Genome rearrangements that lead to human disorders are typically thought to be caused by mistakes that occur during recombination. A new study into the genetic basis of a CNS disorder has revealed that, in fact, some disease-causing changes in genomic structure might arise from errors that happen during DNA replication, suggesting a new mechanism for generating structural variation in the human genome.

Most genomic disorders occur by non-allelic homologous recombination (NAHR), in which illegitimate meiotic exchange is promoted between low-copy repeats (LCRs) or larger repetitive regions, leading to clustered mutation breakpoints, deletions or duplications. Although this model holds well for recurrent rearrangements, the mechanistic basis of non-recurrent genome changes is less well understood, but some appear to occur by non-homologous end joining (NHEJ). To address this issue, the authors carried out a high-resolution analysis of breakpoint sequences in patients suffering from Pelizaeus-Merzbacher disease (PMD), an X-linked dysmyelinating disorder that is associated with variable and non-recurrent structural mutations in the proteolipid protein 1 gene ( PLP1 ).

The breakpoints of 17 patients with PMD, and their informative relatives (where appropriate), were analysed using a combination of PCR-based sequence amplification and high-resolution comparative genomic hybridization (CGH) using an oligonucleotide array. Although some of the breakpoint junctions of recurrent rearrangements contained simple duplications — as you would expect as a result of NHEJ — most rearrangements were more complex, involving stretches of duplication interspersed with normal copy-number sequences and deletions.

A purely recombination-based mechanism, such as NAHR or NHEJ, cannot explain such patterns of rearrangement. However, the authors pieced together the location of the breakpoint junctions, and the identity and orientation of the rearranged sequences, and proposed a mutation model that invokes aberrant replication. The PLP1 gene is surrounded by LCRs of various sizes — these would make it easy for the fork to stall during replication and then for the lagging strand to associate serially with the DNA-template strand of another active fork, before returning to the original template. This model, which the authors call FoSTeS (fork stalling and template switching), would require only small stretches of homology but could involve sequences that are megabases apart.
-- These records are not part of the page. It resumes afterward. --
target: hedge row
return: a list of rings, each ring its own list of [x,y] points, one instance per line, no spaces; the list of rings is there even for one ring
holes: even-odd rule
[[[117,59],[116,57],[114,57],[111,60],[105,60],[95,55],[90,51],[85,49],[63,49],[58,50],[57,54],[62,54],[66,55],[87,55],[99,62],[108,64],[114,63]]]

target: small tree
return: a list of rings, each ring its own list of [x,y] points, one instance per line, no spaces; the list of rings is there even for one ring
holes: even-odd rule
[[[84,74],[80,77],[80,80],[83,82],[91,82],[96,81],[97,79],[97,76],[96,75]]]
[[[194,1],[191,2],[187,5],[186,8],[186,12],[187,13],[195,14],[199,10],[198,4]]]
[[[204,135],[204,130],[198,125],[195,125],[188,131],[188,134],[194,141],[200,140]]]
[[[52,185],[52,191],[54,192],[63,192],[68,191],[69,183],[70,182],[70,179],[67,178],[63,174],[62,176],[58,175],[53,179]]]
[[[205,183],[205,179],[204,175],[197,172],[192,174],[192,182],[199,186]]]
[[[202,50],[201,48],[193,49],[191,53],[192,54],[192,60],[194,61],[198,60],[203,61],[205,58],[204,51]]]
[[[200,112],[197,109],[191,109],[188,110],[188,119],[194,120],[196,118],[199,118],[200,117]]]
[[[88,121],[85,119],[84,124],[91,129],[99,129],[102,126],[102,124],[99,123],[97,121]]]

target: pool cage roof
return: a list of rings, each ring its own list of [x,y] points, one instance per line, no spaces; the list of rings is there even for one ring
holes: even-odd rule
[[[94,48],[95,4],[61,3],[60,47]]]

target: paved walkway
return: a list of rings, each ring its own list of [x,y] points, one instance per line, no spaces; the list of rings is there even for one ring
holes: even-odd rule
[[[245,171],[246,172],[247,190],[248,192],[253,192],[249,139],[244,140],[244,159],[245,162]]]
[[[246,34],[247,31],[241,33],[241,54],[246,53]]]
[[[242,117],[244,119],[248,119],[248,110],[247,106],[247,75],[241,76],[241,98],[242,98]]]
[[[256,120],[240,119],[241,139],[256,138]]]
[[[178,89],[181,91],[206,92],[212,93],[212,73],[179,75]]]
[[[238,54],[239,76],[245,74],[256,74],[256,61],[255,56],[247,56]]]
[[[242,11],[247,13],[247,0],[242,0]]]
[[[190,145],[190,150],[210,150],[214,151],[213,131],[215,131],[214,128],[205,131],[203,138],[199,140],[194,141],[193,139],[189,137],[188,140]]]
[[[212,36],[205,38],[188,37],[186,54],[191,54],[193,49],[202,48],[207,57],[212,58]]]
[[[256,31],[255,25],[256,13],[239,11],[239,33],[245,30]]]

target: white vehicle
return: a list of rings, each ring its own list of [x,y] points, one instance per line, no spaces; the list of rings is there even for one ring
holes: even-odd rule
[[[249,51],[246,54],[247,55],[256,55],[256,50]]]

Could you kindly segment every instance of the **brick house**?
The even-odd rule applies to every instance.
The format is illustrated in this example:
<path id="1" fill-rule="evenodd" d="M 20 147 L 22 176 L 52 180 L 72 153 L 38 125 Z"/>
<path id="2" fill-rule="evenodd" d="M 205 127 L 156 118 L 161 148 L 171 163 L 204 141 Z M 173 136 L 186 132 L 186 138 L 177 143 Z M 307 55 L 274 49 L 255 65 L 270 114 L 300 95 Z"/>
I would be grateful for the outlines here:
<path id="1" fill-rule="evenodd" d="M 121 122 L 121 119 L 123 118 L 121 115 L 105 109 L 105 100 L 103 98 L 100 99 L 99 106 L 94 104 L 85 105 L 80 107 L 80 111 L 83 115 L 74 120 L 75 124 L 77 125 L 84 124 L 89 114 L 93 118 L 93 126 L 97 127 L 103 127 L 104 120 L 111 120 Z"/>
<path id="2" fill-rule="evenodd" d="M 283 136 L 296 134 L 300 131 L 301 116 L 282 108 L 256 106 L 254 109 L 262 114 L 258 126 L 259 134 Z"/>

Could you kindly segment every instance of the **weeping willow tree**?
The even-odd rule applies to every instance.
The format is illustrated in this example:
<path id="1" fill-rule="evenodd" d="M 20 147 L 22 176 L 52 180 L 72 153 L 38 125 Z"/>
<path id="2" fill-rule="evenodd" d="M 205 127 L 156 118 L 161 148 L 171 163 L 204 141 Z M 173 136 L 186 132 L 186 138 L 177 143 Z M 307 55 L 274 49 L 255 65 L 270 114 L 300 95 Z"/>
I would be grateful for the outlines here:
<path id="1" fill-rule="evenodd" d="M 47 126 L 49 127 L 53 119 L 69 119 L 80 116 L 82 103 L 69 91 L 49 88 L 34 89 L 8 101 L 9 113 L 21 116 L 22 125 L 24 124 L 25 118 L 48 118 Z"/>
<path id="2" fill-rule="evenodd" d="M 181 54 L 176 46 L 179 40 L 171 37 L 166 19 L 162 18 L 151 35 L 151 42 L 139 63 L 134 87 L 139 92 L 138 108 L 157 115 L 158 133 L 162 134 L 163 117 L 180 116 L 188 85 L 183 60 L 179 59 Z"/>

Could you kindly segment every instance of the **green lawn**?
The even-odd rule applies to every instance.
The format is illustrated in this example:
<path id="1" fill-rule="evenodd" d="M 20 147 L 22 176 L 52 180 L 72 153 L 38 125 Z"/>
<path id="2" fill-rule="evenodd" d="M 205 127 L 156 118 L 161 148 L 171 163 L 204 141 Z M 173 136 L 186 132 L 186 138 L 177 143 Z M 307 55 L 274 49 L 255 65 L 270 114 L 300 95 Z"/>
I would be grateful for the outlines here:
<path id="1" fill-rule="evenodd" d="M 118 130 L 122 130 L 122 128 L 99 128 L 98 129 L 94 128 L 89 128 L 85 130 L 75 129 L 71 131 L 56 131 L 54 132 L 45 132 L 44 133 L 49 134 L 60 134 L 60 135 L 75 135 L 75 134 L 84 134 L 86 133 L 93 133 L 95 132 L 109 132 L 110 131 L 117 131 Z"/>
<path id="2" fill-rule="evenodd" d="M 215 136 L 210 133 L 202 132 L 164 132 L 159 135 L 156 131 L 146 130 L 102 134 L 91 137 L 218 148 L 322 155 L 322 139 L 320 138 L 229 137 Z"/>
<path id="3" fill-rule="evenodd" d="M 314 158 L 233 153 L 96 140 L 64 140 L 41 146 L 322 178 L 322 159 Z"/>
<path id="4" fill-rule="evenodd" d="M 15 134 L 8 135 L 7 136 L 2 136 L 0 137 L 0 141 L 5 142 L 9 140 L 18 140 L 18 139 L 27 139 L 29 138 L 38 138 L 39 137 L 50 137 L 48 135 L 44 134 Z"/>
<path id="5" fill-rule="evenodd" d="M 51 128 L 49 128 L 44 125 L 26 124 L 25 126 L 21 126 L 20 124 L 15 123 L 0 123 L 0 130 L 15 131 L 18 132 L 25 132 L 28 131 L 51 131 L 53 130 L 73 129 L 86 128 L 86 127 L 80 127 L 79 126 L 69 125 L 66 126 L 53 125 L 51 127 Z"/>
The model itself is not entirely new — aspects of it have already been proposed to explain gene amplification in bacteria and other gene rearrangements (such as inversions) in eukaryotes — but this is the first time that such a replication mechanism has been found to drive a disease process. Given the growing recognized importance of small-scale structural variation, it is conceivable that errors during replication contribute not only to other genomic disorders but also to inducing changes, such as gene duplications, that have short- and long-term evolutionary consequences.